We often talk about how, when we were young, we didn’t realize we were poor because we had so much love and fun and excitement in our lives. Our parents took us to church carnivals and the New York World’s Fair. We spent almost every weekend at my aunt’s house in Levittown. She had – what was to us – a huge house with a big back yard and a tiny little pool she had bought so the three of us could swim. She bought a color television (which was a novelty in those days) so we could watch the Wonderful World of Disney in color. We shared glasses of orange juice and buttered rolls on Sunday morning after church. And we had the best time, never realizing that we went there every weekend not only so my darling Dad could help her (a widow) with mowing the grass and repairs around the house but so my parents had a place to take us that was fun and cost no money. And it worked because those weekends are a defining memory in my childhood and I feel certain they are for my sisters as well.

My sister, Bridget, is the ultimate lover of animals and has been a great mom to her many dogs over the years. She was a year behind me in high school and we were both on the same bowling team. Not only were we equally terrible at bowling but we were always the last team to leave the bowling alley on Friday night because we had spent far too much time having fun and fooling around and eating french fries and watching my sister send the bowling ball down the alley by pushing it with her nose. Like me, her closest friend is one from high school and you can’t put a value on how important it is when you know someone who shares so much of your life history. She is smart and has a wicked sense of humor. One of the nicest things she ever did was to throw a 60th surprise birthday party for her husband, Jimmy. They were high school sweethearts who had ended up married to other people and then reconnected again later in life and got married at the glorious Paris Hotel in Vegas. Jimmy had never had a birthday party in his whole life and she got all his friends from the old neighborhood and all our relatives together to celebrate his birthday. It was a great and loving gift that she gave him that day.

My sister, Barbara, has worn many hats in her life. She is a baker extraordinaire (and if you’re in the mood for the best chocolate chip cookies you’ve ever had, visit her online cookie store My Kids’ Cookies and feast your eyes on all she can bake). Although she lives with her husband and two kids on the other side of the country, she comes back to visit all the time and is a whirlwind of activity any time she’s here and just about wears all of us out.
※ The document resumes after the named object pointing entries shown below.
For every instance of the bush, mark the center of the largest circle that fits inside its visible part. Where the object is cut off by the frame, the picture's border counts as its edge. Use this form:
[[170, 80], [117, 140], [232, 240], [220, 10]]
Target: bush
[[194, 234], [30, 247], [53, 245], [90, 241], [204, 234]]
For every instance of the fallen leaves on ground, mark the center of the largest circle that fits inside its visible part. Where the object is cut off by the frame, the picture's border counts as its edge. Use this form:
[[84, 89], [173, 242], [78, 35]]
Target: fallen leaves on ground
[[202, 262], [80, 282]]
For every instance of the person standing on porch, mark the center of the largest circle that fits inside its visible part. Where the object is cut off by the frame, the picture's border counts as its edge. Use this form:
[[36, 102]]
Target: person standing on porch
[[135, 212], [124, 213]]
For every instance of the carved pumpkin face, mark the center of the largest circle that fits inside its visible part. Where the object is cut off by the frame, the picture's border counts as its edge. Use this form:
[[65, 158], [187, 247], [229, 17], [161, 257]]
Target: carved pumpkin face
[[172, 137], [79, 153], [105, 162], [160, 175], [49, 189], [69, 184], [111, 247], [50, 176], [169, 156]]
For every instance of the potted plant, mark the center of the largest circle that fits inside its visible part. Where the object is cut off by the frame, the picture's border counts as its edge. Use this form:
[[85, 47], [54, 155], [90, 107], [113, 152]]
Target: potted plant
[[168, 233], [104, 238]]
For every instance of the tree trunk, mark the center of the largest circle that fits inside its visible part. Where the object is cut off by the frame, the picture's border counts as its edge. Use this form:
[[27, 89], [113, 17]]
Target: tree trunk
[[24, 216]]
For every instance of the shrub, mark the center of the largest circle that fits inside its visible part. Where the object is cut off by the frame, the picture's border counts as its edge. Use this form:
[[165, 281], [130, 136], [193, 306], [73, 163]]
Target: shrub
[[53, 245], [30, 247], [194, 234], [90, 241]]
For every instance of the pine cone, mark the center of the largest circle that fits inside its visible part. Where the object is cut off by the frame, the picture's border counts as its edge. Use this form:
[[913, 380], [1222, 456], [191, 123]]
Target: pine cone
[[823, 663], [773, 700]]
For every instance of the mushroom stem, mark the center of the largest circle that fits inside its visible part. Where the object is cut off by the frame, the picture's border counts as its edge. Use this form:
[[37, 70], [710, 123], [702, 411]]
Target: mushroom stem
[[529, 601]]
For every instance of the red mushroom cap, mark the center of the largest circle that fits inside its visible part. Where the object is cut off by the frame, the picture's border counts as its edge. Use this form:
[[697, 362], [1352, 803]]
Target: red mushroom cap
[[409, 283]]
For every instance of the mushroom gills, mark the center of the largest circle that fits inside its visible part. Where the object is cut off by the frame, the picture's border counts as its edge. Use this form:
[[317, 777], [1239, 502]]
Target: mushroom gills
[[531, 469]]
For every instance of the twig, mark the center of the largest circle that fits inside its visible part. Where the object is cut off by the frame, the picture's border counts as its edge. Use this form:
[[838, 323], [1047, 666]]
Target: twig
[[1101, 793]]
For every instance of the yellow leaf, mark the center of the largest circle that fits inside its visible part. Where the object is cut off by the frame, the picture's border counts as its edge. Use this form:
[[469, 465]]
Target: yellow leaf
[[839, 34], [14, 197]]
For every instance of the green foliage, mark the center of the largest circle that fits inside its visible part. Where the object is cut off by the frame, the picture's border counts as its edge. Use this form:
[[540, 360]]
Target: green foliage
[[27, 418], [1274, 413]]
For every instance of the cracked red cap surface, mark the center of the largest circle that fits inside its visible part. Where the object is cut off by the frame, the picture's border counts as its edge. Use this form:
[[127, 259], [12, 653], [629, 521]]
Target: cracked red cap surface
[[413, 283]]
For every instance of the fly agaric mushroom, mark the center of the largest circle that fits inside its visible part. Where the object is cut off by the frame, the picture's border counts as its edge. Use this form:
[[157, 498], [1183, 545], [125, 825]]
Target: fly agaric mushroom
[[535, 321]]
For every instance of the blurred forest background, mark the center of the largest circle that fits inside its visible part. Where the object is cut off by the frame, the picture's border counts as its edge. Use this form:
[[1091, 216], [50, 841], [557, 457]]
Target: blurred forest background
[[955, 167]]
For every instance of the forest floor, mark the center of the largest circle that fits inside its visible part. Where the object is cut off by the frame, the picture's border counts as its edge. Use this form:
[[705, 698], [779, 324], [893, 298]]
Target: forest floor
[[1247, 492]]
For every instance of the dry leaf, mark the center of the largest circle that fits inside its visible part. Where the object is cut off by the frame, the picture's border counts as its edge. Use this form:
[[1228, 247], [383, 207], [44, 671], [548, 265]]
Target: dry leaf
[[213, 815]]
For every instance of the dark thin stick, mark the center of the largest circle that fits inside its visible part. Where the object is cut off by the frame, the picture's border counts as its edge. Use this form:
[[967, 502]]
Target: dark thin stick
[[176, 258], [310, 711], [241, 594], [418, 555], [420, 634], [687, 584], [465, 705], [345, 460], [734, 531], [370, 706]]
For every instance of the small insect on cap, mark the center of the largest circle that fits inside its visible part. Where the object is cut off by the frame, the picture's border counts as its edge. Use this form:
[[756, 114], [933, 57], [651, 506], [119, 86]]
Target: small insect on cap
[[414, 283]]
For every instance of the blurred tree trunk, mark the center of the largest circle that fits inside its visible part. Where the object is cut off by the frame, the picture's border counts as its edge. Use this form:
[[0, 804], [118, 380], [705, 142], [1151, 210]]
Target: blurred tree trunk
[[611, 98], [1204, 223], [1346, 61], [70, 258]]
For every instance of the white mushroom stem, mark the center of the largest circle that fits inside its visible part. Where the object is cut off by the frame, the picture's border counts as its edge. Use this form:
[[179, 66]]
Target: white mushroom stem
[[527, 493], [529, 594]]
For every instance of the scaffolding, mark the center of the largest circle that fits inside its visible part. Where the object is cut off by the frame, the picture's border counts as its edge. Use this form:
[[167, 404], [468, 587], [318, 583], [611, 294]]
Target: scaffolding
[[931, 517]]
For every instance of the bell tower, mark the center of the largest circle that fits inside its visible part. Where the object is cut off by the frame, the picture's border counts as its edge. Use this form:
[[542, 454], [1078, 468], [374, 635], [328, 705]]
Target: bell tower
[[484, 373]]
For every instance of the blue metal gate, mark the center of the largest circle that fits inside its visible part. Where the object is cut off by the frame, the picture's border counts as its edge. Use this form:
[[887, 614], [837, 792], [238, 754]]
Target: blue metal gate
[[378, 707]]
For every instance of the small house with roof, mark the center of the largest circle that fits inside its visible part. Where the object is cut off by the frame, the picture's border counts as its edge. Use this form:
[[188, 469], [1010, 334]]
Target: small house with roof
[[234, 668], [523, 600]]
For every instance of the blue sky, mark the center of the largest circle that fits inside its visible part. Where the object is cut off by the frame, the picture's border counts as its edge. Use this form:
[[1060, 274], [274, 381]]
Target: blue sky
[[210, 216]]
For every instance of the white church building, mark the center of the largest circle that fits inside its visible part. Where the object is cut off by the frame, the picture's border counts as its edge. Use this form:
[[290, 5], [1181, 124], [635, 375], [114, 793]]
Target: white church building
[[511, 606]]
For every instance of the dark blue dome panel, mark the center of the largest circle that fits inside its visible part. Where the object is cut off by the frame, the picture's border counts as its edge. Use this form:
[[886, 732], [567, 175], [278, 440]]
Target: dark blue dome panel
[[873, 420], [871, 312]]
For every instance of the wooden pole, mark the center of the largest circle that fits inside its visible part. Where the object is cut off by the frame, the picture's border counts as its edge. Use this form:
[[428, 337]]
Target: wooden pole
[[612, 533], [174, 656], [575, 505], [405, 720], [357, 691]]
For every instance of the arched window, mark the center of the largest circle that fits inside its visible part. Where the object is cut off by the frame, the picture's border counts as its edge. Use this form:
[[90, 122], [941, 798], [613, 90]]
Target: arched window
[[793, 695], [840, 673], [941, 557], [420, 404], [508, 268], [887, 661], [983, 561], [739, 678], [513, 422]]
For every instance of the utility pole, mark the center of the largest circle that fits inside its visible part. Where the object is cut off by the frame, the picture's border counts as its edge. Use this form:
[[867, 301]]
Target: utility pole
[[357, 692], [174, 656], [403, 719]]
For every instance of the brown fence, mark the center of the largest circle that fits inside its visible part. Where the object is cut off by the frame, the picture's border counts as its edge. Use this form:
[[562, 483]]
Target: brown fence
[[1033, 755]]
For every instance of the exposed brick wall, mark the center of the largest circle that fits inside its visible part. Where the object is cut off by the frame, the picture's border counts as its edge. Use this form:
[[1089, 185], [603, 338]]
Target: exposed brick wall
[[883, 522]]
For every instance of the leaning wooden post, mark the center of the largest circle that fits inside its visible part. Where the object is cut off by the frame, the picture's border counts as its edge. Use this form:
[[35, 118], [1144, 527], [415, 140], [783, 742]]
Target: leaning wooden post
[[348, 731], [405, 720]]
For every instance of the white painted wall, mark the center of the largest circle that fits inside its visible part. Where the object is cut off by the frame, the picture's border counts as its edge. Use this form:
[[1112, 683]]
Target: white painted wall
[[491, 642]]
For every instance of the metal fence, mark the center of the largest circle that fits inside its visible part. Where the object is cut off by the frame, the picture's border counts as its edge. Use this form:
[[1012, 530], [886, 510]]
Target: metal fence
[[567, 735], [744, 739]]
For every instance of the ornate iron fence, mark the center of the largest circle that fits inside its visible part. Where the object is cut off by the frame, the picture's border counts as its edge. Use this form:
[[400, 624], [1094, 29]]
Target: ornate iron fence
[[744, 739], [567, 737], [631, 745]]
She’s got a perfect eye when it comes to designing a home and any time she gives you a suggestion (always prefaced with “This is what you’re going to do”, a line that we all both take very seriously and tease her about all the time) about how to improve your house or your work or your life in general, she’s right. One very early morning I was having a panic attack and mistakenly dialed her (at 6:00 am her time) instead of my great kid and she stayed on the phone with me and talked me through it. She is generous to a fault and has stepped up and helped me solve problems and resolve dilemmas and move forward when I needed someone to help me get my life back on track.

So many people don’t have siblings (my great kid among them) or have lost their siblings over the years. The memories you share with the people you have known longer in life than any others are the memories that you carry in your heart. My parents raised us to be strong and kind women. I hope they’re proud of the job they did.